The dismantling of FTX, a major cryptocurrency exchange, is piling up legal bills of up to $1.5 million per day, creditors say. At a bankruptcy hearing on Wednesday, the creditors’ committee decried the current rate of spending. “They’ve now moved to a pace of almost $50 million a month in fees, with literally hundreds of lawyers, financial advisors, and bankers working on them practically full time,” said Kris Hansen, a lawyer from Paul Hastings representing the creditors’ committee. “Every dollar spent in the case is essentially a dollar that creditors don’t receive.”
A report filed two months ago by a fee examiner who worked for another law firm that looked at the charges in the first seven months of the case – totaling $200 million – noted the fees were “remarkable,” but it also praised the professionals digging through the “smoldering heap of wreckage” to recover creditors’ money.
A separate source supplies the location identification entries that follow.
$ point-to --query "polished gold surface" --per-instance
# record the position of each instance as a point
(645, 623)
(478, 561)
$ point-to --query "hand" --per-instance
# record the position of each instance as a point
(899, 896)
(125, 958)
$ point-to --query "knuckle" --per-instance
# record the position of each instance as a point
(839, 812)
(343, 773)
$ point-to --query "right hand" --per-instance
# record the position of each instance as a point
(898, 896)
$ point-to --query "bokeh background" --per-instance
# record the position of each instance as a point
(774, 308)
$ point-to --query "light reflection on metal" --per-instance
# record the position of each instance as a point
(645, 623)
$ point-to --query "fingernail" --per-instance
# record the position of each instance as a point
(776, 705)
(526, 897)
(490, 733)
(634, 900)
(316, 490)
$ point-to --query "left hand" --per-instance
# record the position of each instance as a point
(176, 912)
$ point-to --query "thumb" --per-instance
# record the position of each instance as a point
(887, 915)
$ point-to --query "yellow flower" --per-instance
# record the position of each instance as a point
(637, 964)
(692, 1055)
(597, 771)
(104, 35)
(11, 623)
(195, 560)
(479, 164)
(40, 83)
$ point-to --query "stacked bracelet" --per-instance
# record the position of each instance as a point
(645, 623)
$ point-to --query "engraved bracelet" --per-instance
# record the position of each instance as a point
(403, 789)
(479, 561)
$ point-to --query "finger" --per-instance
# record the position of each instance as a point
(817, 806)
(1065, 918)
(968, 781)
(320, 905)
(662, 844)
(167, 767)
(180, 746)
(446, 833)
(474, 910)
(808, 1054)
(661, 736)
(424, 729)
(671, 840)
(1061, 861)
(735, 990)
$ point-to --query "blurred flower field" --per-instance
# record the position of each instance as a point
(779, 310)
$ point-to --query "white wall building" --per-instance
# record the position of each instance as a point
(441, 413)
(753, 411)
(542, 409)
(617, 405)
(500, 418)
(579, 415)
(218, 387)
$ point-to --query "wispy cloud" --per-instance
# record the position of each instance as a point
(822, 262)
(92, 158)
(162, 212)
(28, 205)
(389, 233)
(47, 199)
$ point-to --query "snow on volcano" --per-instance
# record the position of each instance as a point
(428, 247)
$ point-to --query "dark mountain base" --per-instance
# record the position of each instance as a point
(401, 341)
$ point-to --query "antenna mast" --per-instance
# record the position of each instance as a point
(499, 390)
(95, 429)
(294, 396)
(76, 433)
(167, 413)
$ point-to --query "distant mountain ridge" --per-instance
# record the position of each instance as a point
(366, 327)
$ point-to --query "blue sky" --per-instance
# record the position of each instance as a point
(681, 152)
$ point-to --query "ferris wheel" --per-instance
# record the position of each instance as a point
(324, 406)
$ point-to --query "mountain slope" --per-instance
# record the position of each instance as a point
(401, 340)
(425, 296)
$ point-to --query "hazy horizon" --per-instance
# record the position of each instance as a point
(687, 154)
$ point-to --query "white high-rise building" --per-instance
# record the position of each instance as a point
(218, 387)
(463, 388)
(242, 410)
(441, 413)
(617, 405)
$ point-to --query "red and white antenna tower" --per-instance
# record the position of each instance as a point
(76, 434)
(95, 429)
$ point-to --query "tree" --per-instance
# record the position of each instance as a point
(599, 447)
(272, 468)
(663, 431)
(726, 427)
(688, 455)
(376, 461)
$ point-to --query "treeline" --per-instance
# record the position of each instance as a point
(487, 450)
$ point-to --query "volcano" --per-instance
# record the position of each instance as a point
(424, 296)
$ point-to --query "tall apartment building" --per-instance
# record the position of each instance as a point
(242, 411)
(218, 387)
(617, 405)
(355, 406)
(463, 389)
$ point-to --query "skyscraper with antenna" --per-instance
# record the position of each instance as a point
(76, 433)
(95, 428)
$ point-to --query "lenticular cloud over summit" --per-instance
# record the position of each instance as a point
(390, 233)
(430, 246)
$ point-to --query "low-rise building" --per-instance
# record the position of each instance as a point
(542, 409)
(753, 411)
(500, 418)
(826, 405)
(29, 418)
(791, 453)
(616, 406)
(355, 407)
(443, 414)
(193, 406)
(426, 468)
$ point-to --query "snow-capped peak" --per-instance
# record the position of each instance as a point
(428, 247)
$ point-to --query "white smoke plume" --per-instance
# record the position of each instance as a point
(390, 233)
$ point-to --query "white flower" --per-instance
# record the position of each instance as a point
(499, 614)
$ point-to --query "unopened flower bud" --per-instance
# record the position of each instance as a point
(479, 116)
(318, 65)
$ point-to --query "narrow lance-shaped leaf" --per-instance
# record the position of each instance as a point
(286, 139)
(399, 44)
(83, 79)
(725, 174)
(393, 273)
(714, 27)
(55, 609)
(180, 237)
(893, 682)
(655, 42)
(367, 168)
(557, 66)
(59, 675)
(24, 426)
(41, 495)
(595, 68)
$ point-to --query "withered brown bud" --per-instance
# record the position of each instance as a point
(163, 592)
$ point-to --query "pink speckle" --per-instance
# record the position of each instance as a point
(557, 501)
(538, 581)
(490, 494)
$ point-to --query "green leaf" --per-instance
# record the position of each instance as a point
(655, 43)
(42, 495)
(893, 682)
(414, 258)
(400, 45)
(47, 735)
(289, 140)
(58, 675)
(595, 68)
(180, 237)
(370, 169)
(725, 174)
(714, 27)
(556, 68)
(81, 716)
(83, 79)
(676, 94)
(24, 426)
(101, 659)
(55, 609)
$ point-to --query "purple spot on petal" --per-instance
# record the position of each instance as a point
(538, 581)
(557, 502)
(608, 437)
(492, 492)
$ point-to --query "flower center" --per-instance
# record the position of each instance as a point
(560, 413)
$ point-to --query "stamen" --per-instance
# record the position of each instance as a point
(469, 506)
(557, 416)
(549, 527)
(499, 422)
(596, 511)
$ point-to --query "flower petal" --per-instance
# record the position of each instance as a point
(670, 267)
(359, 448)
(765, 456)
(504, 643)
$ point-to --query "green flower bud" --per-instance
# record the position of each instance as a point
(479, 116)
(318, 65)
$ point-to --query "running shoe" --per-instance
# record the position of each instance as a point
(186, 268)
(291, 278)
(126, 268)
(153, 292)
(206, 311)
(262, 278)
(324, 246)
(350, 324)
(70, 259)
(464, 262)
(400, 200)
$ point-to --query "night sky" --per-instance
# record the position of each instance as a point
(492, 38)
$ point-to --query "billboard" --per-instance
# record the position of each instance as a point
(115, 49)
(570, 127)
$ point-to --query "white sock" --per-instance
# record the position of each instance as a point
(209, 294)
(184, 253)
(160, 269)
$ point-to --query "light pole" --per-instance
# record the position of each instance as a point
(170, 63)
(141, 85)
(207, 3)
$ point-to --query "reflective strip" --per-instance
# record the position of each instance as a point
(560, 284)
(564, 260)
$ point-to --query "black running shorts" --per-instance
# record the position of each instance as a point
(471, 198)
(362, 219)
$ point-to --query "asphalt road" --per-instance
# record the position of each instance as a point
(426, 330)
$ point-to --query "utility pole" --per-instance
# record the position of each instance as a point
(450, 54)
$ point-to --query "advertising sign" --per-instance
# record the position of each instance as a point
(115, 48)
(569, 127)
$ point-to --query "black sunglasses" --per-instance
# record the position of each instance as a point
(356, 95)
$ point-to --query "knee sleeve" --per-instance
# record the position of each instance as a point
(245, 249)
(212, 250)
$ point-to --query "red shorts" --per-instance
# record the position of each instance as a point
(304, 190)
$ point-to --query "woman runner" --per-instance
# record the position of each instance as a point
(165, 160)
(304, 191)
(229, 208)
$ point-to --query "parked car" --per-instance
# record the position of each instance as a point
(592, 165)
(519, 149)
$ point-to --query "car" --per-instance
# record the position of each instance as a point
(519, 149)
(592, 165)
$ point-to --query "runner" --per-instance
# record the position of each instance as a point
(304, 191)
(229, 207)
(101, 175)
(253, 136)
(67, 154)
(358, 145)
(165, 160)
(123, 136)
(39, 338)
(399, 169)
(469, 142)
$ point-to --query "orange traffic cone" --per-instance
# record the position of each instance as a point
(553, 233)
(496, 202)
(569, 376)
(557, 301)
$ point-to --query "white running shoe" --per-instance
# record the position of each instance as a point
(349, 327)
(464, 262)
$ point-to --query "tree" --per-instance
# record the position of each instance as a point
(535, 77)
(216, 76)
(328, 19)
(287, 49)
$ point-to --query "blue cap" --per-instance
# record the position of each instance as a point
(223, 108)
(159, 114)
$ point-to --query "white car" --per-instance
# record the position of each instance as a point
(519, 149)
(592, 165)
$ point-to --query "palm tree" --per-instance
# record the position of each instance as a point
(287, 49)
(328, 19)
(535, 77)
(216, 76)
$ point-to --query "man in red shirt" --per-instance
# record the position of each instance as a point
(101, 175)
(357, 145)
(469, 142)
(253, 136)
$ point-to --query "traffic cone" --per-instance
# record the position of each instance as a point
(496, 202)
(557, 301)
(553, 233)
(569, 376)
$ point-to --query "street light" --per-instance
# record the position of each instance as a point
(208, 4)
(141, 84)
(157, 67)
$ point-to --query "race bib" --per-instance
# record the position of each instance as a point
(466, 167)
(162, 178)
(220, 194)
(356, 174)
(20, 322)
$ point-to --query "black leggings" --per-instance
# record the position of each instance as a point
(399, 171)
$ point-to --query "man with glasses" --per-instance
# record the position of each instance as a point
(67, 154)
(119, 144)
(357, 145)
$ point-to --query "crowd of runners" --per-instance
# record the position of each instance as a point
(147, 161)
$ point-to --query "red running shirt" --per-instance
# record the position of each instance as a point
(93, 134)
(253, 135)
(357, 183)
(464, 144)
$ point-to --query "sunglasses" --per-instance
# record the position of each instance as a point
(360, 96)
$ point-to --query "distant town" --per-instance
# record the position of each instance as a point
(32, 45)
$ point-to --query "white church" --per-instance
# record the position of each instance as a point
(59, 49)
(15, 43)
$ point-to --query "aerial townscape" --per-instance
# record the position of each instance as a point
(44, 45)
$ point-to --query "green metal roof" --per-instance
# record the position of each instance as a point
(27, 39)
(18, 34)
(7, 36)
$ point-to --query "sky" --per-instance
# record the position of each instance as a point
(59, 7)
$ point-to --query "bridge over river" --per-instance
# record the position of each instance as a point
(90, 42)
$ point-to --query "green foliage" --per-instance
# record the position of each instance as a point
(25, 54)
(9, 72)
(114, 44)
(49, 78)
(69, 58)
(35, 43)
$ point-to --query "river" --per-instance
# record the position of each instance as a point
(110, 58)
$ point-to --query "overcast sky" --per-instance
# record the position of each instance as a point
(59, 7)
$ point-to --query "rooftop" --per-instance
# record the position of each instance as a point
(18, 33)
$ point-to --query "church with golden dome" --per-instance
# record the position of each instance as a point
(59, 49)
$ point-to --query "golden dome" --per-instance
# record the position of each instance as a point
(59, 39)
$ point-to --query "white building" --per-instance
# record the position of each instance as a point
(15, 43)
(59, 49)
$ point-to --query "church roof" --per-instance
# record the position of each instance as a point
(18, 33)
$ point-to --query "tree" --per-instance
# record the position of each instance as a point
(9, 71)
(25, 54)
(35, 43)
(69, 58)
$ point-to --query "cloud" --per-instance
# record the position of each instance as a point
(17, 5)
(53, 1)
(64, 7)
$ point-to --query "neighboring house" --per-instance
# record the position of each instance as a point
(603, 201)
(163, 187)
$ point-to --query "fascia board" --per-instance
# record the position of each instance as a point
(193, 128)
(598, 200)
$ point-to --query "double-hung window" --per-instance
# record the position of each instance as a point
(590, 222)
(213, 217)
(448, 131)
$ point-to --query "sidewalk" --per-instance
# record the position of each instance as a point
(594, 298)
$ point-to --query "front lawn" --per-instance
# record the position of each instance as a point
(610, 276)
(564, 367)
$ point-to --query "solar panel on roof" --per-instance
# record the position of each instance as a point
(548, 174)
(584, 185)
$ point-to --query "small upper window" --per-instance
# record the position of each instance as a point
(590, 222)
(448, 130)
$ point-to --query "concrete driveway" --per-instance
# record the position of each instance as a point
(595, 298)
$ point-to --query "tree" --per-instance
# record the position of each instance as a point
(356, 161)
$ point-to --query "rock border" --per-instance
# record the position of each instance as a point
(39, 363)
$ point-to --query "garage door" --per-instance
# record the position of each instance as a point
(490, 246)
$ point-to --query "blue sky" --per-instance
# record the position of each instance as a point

The staggeringly complex bankruptcy is also complicated by the necessary side negotiations with other collapsed crypto giants, such as the recent deal with Genesis that FTX’s Alameda Research could claim $175 million in that company’s bankruptcy. And the books at FTX were notoriously problematic from the start, with FTX’s Chief Executive Officer John J. Ray III – the person in charge of the wind-down – having said the records were riddled with lies and obfuscation from the previous FTX management.
The representatives of the bankrupt exchange insist they’ve worked “tirelessly” and that the process remains on track. But Hansen – who argued the process to potentially reignite an FTX 2.0 is dragging and overly secretive – also said the debtors’ group hasn’t made enough of an effort to maximize returns on the company’s cash and crypto assets while the case goes on. “Every day counts,” he said.